Bug #72539 InnoDB mutex atomics implementation incorrect on POWER and ARM
Submitted: 5 May 2014 18:08 Modified: 12 May 2014 5:03
Reporter: Morgan Tocker Email Updates:
Status: Duplicate Impact on me:
None 
Category:MySQL Server: InnoDB storage engine Severity:S4 (Feature request)
Version:5.6+ OS:Any
Assigned to: Assigned Account CPU Architecture:ARM

[5 May 2014 18:08] Morgan Tocker
Description:
(Originally sent to internals@lists.mysql.com)

-----

Hi all,

seeing as the page to register an account for filing a MySQL bug doesn't
work (even from a text based browser) and just times out or gives a 500
Internal Server Error.... I'll "file" this one here.

So, at least for MySQL 5.6 (I haven't looked at previous versions, but I
strongly suspect the last few have this as well), the code in
sync0sync.ic for manipulating and loocking at mutex->lock_word is
missing a barrier.

This would affect multi CPU systems of both POWER and ARM (although I
haven't tried on ARM).
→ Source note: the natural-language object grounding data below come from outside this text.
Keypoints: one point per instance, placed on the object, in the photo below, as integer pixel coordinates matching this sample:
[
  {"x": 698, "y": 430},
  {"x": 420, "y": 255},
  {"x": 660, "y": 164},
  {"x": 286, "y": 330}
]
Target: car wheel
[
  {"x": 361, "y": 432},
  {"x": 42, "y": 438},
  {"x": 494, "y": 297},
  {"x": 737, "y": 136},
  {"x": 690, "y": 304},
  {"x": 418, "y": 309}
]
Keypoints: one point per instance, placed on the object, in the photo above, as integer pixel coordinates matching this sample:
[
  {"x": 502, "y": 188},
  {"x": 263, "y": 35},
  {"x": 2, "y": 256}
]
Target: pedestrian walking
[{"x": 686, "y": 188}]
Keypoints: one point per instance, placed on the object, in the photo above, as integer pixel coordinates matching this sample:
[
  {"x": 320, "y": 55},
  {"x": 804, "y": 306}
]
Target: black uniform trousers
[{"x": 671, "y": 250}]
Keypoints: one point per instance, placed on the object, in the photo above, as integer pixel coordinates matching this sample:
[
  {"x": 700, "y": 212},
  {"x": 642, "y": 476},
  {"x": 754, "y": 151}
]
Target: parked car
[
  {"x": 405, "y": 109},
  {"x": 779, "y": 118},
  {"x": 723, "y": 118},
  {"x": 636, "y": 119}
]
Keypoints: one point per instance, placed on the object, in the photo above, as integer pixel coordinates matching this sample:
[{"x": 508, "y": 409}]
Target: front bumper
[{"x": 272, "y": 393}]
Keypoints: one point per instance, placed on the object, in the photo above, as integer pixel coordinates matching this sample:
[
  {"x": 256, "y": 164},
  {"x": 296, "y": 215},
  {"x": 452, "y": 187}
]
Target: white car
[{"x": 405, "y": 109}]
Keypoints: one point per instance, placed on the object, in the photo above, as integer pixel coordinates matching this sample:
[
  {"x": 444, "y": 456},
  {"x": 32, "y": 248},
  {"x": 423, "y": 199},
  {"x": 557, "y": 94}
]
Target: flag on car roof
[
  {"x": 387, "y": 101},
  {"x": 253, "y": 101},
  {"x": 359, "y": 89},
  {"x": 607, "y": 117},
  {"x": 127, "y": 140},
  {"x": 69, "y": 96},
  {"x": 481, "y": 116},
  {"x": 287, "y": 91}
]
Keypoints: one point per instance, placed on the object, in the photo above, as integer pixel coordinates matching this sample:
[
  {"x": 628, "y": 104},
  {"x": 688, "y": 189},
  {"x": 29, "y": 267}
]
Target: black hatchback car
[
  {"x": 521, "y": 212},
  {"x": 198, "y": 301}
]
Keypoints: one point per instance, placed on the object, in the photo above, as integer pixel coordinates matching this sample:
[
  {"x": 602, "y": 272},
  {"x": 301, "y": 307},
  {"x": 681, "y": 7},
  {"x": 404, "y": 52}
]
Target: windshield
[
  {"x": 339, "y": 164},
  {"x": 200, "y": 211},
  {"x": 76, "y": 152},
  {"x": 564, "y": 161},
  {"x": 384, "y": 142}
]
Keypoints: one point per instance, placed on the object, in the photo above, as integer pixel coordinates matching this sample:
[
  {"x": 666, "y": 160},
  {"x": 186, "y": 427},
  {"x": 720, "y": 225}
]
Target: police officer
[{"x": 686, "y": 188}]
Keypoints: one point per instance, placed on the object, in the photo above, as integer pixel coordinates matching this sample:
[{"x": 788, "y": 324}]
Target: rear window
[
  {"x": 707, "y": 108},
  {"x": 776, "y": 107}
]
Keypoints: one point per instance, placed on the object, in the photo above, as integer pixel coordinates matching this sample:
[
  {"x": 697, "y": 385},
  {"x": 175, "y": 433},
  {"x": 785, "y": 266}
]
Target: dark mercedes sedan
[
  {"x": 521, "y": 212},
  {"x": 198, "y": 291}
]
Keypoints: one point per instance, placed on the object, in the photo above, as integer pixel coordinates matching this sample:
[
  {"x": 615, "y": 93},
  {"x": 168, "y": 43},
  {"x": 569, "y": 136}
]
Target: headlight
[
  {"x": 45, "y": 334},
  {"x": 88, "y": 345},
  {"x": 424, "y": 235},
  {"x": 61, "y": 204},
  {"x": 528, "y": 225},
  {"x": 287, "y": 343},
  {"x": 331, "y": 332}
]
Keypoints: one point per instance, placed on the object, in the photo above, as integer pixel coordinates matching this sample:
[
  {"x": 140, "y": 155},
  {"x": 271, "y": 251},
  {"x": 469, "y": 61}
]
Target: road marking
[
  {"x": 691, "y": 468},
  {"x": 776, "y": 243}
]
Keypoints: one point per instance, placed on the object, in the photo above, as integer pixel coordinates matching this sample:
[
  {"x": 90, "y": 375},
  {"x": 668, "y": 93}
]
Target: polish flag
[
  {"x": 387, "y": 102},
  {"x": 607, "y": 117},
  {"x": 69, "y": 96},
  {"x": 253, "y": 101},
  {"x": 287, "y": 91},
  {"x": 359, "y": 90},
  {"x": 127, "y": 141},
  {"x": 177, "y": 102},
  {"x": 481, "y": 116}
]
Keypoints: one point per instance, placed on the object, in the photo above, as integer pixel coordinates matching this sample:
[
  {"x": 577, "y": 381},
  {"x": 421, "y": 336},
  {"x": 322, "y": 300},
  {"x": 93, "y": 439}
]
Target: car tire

I could incredibly reliably reproduce on a POWER8
system but likely also hit on POWER7.

I've reproduced *very* reliably with a frest MySQL 5.6.17 build (from
source) on a big endian host (e.g. Fedora) with a simple mysqlslap run:
mysqlslap --concurrency=128 --iterations=2 --number-int-cols=2
--number-char-cols=3 --auto-generate-sql --number-of-queries=10000

(this could probably be paired down)

What's interesting to note is that the test suite passes but a simple
very small stress test like the above makes the server hit an assert in
the InnoDB list code (in create read view) that's protected by.. yep,
one of these mutexes. Obviously nobody's hammering this too hard on
multicore ARM yet.

If you disable the use of GCC atomics for these mutexes and instead fall
back to pthread mutex, it all works fine.

The fix is fairly simple:
1) ib_mutex_test_and_set needs a __sync_synchronize() before the call to
os_atomic_test_and_set_byte()
2) mutex_reset_lock_word needs a __sync_synchronize() before
os_atomic_test_and_set_byte() call
3) and  __sync_synchronize() is needed after the read in
mutex_get_lock_word().

The barriers aren't required on x86.

MariaDB, Percona Server and Percona XtraBackup are probably also
affected, although I haven't tried these.

-----

How to repeat:
I've reproduced *very* reliably with a fresh MySQL 5.6.17 build (from source) on a big endian host (e.g. Fedora) with a simple mysqlslap run:
mysqlslap --concurrency=128 --iterations=2 --number-int-cols=2 --number-char-cols=3 --auto-generate-sql --number-of-queries=10000

Suggested fix:
The fix is fairly simple:
1) ib_mutex_test_and_set needs a __sync_synchronize() before the call to
os_atomic_test_and_set_byte()
2) mutex_reset_lock_word needs a __sync_synchronize() before
os_atomic_test_and_set_byte() call
3) and  __sync_synchronize() is needed after the read in
mutex_get_lock_word().
[5 May 2014 18:11] Morgan Tocker
Link to original thread with bug report from Stewart Smith:
http://lists.mysql.com/internals/38786
[6 May 2014 5:22] MySQL Verification Team
Thanks for the detailed report.  Looks like a duplicate I filed internally.
Bug 17573535 - INVESTIGATE INNODB OWN ATOMICS/CACHE/MEMORY COHERENCY ISSUE ON MIPS64
[6 May 2014 5:23] MySQL Verification Team
also: http://bugs.mysql.com/bug.php?id=47213
[12 May 2014 5:03] Yasufumi Kinoshita
This seems sibling problem problem with bug#47213.
I'd like to merge the discussion to that.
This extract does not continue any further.